# Can anyone tell me where to buy this specialty wood product?



## deparrott (Aug 19, 2012)

I saw this wood product on TV a while back. The host called it "Wildwood" but I haven't been able to find it. Thought I'd ask the group here for some help and also opinions if they have used it before.

Thanks


----------



## Bluepine38 (Dec 14, 2009)

I did some searching and could not find any information on wildwood in that form. I could not find any easy
way to contact Scott or Susie Phillips, but it you or someone could get in touch with him, he might be able
to help you.


----------



## ArlinEastman (May 22, 2011)

De

If you are refering to the wood in the picture, it is multiples of wood glued together then cut and glued again then cut again and glued again. Long process but looks great.

Arlin

PS - I could not click on the link to watch.


----------



## JustJoe (Oct 26, 2012)

Here's links to a couple of similar ideas, different brands:

http://www.gvwp.net/products/395-super-laminated-bowl-blank.aspx

and Strata-Blanks. I think one of the pen turning sites used to sell this brand, but they quit?
http://timberturners.com/inc/sdetail/15333


----------



## Wildwood (Jul 22, 2012)

Here is the episode 2004: segmented turnings, do not mention a vendor's name or wood used to make that blank.

http://video.wbgu.org/video/2342239083/

Nothing really special about that wood or blank. Have not found a vendor selling anything like that one. Suggest make your own out of favorite contrasting woods and have fun with it.


----------



## DS (Oct 10, 2011)

That product is available in my scrap bin!!! (Some assembly required)
;-)


----------



## deparrott (Aug 19, 2012)

Thanks guys for the suggestions…

The photo I posted was not a link but just a picture so that you could see the product.

Don't think I have the skill set to make a glue up that precise.

I looked but couldn't find a way to contact Scott or his show but do agree that would be the ideal way to find out about this product.

Thanks JustJoe, I liked the second one.

Still looking…


----------



## Wildwood (Jul 22, 2012)

Really do not like "American Woodshop," show for same reason these people expressed.

http://lumberjocks.com/topics/9026

I do not know for sure but assume that fellow teaching segment turning in that episode made the "wildwood blank."


----------



## deparrott (Aug 19, 2012)

The turner on that episode was Bill Sands.
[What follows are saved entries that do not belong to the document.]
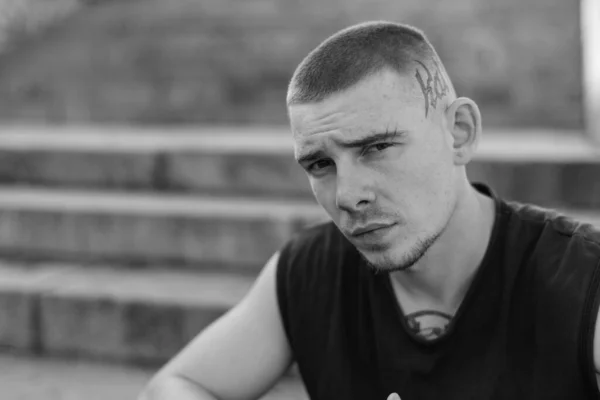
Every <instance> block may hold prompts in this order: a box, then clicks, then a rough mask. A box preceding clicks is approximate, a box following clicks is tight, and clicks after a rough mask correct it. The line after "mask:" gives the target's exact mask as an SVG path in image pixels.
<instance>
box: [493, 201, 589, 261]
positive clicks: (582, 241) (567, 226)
mask: <svg viewBox="0 0 600 400" xmlns="http://www.w3.org/2000/svg"><path fill="white" fill-rule="evenodd" d="M504 209H505V211H506V212H508V213H509V214H510V221H511V222H510V223H509V228H508V230H509V235H510V233H511V232H510V231H511V229H513V230H514V231H515V233H516V234H517V236H525V237H527V236H529V238H530V239H531V240H533V241H535V243H536V244H538V245H540V246H543V247H546V248H549V249H553V250H560V249H565V248H566V247H572V245H573V243H574V242H578V243H579V244H580V248H581V249H582V251H585V252H587V253H588V254H589V255H590V256H591V257H592V258H594V257H595V258H596V261H600V225H599V224H598V223H594V222H593V221H592V220H591V219H590V220H588V219H587V218H585V217H581V216H576V215H570V214H568V213H564V212H561V211H558V210H556V209H552V208H547V207H542V206H539V205H536V204H531V203H522V202H517V201H505V202H504ZM583 249H585V250H583Z"/></svg>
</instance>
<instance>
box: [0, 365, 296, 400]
mask: <svg viewBox="0 0 600 400" xmlns="http://www.w3.org/2000/svg"><path fill="white" fill-rule="evenodd" d="M152 374H153V370H148V369H147V370H143V369H139V368H131V367H124V366H117V365H109V364H99V363H90V362H78V361H70V360H60V359H43V358H34V357H23V356H14V355H6V354H5V355H0V397H1V398H2V400H136V399H137V395H138V394H139V392H140V390H141V388H142V387H143V386H144V385H145V384H146V382H147V381H148V380H149V379H150V377H151V376H152ZM262 400H306V395H305V392H304V389H303V387H302V385H301V384H300V383H299V382H298V381H296V380H282V381H281V382H280V383H279V384H278V385H277V386H276V387H274V388H273V390H272V391H271V392H270V393H269V394H267V395H266V396H265V397H263V399H262Z"/></svg>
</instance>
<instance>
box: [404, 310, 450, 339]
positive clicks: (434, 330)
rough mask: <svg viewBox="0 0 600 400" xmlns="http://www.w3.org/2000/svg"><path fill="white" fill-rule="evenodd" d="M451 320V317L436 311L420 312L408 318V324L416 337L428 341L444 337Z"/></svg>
mask: <svg viewBox="0 0 600 400" xmlns="http://www.w3.org/2000/svg"><path fill="white" fill-rule="evenodd" d="M451 320H452V316H451V315H448V314H445V313H442V312H439V311H435V310H424V311H419V312H416V313H412V314H409V315H407V316H406V323H407V325H408V327H409V328H410V330H411V331H412V332H413V333H414V334H415V335H417V336H419V337H421V338H423V339H427V340H433V339H437V338H439V337H441V336H443V335H444V334H445V333H446V331H447V329H448V325H449V324H450V321H451Z"/></svg>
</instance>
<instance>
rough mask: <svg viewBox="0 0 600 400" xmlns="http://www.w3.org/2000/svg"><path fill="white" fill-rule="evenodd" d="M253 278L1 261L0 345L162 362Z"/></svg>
mask: <svg viewBox="0 0 600 400" xmlns="http://www.w3.org/2000/svg"><path fill="white" fill-rule="evenodd" d="M252 282H253V278H251V277H245V276H240V275H236V274H224V273H206V272H191V271H173V270H171V271H168V270H148V269H145V270H139V269H138V270H135V269H123V268H118V267H114V266H112V267H111V266H105V267H103V268H93V269H89V268H84V267H82V266H81V265H76V264H56V263H54V264H52V263H40V264H36V265H31V264H24V263H15V262H7V261H3V262H2V263H0V309H1V310H2V313H0V346H2V347H3V348H4V349H5V350H16V351H21V352H23V353H32V354H43V355H54V356H70V357H80V358H87V359H98V360H104V361H109V360H110V361H116V362H123V363H132V364H139V365H160V364H161V363H163V362H164V361H166V360H167V359H169V358H170V357H172V356H173V355H174V354H175V353H176V352H177V351H179V350H180V349H181V348H182V347H183V346H184V345H185V344H186V343H187V342H189V340H190V339H191V338H193V337H194V336H195V335H196V334H197V333H198V332H200V331H201V330H202V329H204V328H205V327H206V326H207V325H208V324H210V323H211V322H212V321H214V320H215V319H216V318H218V317H219V316H220V315H222V314H223V313H224V312H226V311H227V310H228V309H230V308H231V307H233V306H234V305H235V304H237V303H238V302H239V301H240V300H241V299H242V297H243V296H244V295H245V294H246V293H247V292H248V290H249V289H250V287H251V285H252Z"/></svg>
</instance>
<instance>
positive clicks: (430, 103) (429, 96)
mask: <svg viewBox="0 0 600 400" xmlns="http://www.w3.org/2000/svg"><path fill="white" fill-rule="evenodd" d="M415 61H416V62H418V63H419V64H420V65H421V66H422V67H423V69H424V70H425V74H426V76H427V79H426V80H424V79H423V75H421V71H419V70H417V72H416V74H415V77H416V78H417V81H418V82H419V85H420V86H421V90H422V91H423V97H424V98H425V116H427V115H428V114H429V106H430V105H431V107H433V108H435V107H436V106H437V102H438V100H441V99H442V98H443V97H444V96H445V95H446V94H448V92H449V91H450V88H449V87H448V83H447V82H446V80H445V79H444V76H443V75H442V71H441V69H440V67H439V65H438V63H437V62H435V60H434V61H433V71H430V70H429V68H427V66H426V65H425V64H423V63H422V62H421V61H419V60H415ZM432 72H433V74H432Z"/></svg>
I couldn't fine a contact for him either.


----------



## Bluepine38 (Dec 14, 2009)

I had to join Codgerlodge to do it, but I have sent an email to Bill Sands, will let you know if I learn anything.


----------



## deparrott (Aug 19, 2012)

Thank you Bluepine38. I will will be waiting.


----------



## Bluepine38 (Dec 14, 2009)

Bill Sands said they edited those shows heavily and that Susie did not make anything while he was there, but
he gave an email address for Scott. Sent an email and got a prompt response saying that Wildwood went out
of business shortly after the show aired and the product is no longer available. Guess we will have to make
our own.


----------



## deparrott (Aug 19, 2012)

You did a great job tracking an answer for me. Thank you so much. Evidently the show I was watching was a bit dated. You are right, We'll have to make our own.

Thanks again.


----------